Martinez could have placed Lucy as a serial murderer if she’d worn tight black pants, cropped hair, a leaner physique, a bonier face. Or, given her actual persona, if Nolan, McInerny, and Zegarac had been poisoned. Any type of person might commit murder, but he couldn’t see Lucy sneaking out to Zegarac’s house at dead of night and pushing him off a ladder. Also, the DNA found at the Nolan drowning was male. And the person seen leaving the Zegarac homicide scene was believed to be male.

Suppose pure coincidence is ruled out. Suppose also Lucy Armstrong did not kill these three people. What are we left with?


Lucy thought of mentioning that she’d been in Denver when Mary Nolan died, and in Paris when Eddie McInerny died. Did Martinez know that yet? He would find out about Europe first, then about Denver. Let him find out.

Martinez was trying a different approach. “You must have thought about this yourself. What did you think?”

A little shrug. “Coincidence?” There are no coincidences. Synchronicity is a law of nature, just like gravity. That was Zuleika, holding forth in her preachy way. Zuleika had been right about synchronicity, of course.

“Anyone else ever comment about this coincidence?”

One time, just before she’d left Davenport, when someone had gone quiet, tailed off in mid-sentence, and the other two people present had looked embarrassed. As though they had some knowledge in common—probably knowledge of a conversation in which they had speculated avidly about Lucy’s benefiting from two deaths in a row.

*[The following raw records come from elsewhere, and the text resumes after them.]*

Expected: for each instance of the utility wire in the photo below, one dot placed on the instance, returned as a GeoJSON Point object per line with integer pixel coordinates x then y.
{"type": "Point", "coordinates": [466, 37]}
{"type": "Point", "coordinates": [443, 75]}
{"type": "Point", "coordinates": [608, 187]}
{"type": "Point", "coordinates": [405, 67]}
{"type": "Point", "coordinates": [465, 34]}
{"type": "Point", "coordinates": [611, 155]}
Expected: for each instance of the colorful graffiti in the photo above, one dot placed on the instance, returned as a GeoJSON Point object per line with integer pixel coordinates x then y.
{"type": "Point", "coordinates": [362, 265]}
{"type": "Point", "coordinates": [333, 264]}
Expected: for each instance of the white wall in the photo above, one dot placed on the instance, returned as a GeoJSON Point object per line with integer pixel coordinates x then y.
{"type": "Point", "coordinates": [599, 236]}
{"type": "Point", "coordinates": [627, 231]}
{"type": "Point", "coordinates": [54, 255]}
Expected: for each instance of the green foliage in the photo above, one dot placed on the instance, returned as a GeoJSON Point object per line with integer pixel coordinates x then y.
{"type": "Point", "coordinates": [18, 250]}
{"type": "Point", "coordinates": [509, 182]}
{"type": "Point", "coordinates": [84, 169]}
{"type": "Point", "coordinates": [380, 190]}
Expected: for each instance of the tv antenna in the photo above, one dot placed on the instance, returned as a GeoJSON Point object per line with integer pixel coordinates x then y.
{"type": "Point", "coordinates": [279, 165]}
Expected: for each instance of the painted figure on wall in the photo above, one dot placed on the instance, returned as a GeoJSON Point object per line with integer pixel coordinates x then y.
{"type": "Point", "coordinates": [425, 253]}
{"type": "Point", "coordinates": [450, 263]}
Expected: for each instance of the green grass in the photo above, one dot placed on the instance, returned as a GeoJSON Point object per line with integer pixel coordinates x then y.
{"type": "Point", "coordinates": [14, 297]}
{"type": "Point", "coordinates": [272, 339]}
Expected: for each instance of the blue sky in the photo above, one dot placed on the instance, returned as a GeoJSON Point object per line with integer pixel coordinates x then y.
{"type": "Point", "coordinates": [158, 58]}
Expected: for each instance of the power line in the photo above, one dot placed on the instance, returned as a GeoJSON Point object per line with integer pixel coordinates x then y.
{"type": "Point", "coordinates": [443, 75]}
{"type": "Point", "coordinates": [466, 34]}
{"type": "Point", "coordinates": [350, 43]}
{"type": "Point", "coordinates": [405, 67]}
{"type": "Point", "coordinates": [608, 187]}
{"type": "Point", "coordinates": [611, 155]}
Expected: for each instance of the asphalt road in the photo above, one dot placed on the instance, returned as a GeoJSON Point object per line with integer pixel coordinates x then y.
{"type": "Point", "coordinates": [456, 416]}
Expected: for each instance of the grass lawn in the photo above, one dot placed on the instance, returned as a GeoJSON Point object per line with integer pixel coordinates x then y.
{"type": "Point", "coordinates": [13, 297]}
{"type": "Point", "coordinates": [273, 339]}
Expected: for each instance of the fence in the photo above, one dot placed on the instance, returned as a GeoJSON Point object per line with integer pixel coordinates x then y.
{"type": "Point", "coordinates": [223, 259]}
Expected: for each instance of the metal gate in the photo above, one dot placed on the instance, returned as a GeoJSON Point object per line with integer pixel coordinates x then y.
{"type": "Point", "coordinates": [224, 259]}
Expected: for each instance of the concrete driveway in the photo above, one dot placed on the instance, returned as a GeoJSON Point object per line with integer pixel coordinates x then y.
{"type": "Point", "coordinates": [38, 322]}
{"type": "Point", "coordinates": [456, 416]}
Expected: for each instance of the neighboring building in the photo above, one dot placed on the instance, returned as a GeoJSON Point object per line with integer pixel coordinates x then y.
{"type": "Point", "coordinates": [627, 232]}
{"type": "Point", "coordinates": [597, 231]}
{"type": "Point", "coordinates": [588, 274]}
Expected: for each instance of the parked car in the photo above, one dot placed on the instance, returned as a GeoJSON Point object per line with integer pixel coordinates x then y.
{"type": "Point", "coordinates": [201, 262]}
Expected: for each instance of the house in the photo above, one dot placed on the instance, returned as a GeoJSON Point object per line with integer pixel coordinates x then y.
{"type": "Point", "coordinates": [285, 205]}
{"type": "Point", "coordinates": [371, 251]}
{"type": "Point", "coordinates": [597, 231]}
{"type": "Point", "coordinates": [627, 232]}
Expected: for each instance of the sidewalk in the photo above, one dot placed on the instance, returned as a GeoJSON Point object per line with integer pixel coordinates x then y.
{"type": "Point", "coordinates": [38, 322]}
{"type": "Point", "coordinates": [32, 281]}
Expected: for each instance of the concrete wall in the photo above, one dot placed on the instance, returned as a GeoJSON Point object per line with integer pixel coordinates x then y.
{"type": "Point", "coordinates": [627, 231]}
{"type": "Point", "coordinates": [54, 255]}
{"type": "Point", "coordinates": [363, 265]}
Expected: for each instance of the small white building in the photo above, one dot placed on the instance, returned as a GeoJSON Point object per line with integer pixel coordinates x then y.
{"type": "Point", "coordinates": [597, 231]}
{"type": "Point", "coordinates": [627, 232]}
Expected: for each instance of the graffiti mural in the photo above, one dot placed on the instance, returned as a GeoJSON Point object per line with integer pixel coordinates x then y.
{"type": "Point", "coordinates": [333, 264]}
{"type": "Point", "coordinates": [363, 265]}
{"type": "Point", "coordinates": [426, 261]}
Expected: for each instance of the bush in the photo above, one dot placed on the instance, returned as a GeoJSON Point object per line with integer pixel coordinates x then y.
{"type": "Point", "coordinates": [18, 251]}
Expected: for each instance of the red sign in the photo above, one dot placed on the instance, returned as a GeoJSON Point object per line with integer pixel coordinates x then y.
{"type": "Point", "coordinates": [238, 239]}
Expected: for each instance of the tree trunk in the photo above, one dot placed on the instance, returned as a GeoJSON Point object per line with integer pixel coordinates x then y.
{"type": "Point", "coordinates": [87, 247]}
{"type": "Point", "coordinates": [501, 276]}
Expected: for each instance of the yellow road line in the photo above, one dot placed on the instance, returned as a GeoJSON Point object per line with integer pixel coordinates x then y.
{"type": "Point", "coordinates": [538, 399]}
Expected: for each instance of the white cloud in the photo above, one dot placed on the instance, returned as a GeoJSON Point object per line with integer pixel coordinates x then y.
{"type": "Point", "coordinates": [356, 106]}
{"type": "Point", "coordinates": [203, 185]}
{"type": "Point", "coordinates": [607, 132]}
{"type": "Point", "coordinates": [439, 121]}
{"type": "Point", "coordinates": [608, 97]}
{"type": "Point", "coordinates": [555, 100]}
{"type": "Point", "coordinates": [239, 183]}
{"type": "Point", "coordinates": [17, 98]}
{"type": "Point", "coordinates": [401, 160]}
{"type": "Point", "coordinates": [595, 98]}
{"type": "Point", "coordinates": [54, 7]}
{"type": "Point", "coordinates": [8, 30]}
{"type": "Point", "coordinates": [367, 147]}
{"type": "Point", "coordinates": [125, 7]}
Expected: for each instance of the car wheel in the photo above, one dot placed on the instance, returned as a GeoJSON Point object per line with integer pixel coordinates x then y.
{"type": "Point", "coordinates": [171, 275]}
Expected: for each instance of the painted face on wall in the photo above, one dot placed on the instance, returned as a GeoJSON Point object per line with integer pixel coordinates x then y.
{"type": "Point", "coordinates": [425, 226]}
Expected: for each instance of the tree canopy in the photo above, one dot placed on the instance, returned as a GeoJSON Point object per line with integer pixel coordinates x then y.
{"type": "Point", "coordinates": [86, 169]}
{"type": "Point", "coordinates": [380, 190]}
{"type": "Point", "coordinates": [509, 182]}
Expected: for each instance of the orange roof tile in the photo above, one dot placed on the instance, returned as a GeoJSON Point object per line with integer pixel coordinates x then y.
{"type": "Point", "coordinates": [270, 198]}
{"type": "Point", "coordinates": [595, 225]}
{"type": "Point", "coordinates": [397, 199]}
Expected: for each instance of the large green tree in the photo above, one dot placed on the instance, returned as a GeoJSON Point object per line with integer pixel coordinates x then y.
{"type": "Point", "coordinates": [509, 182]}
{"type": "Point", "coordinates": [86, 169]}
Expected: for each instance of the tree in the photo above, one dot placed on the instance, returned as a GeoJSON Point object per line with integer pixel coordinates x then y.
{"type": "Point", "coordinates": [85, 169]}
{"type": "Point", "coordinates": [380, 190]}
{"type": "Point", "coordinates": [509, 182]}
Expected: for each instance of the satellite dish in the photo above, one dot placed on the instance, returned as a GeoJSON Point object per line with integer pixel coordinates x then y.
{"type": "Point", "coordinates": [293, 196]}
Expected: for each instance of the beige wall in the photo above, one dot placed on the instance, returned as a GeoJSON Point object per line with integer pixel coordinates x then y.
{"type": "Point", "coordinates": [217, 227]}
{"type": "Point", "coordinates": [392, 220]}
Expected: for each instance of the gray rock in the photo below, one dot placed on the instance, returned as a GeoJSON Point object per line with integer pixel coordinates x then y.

Then there was Laura. Laura had said: “So the spells worked, then.” Lightly enough to show she wasn’t concerned. Warmly enough that it could have been more than just a joke. Lucy smiled at the recollection.


He’s sharp. “Someone joked about it. Said the spells work.”


Why not? He can find out anyway. “I was into Wicca.” Blank stare from Martinez. “I belonged to a coven.”

“You’re a witch?”

“We called ourselves students of Wicca. This was a few years back. People around the office knew something about it. There were jokes.” Let the Cowans mock.

“You’re not into this anymore?”

“The coven was disbanded. I haven’t really kept it up.” Like the South Beach diet, except that she really hadn’t kept that up.

Disbanded. You could say the Spirits of Light Coven had been disbanded. Zuleika sputtering with rage, her lips positively frothing. “I offered you the world and you betrayed me, you loathsome creature, you rotten hypocrite.” Her Russian accent thickened as her adrenaline level rose. “Your pathetic little act is finished. You’re under my curse . . . yes, my curse!”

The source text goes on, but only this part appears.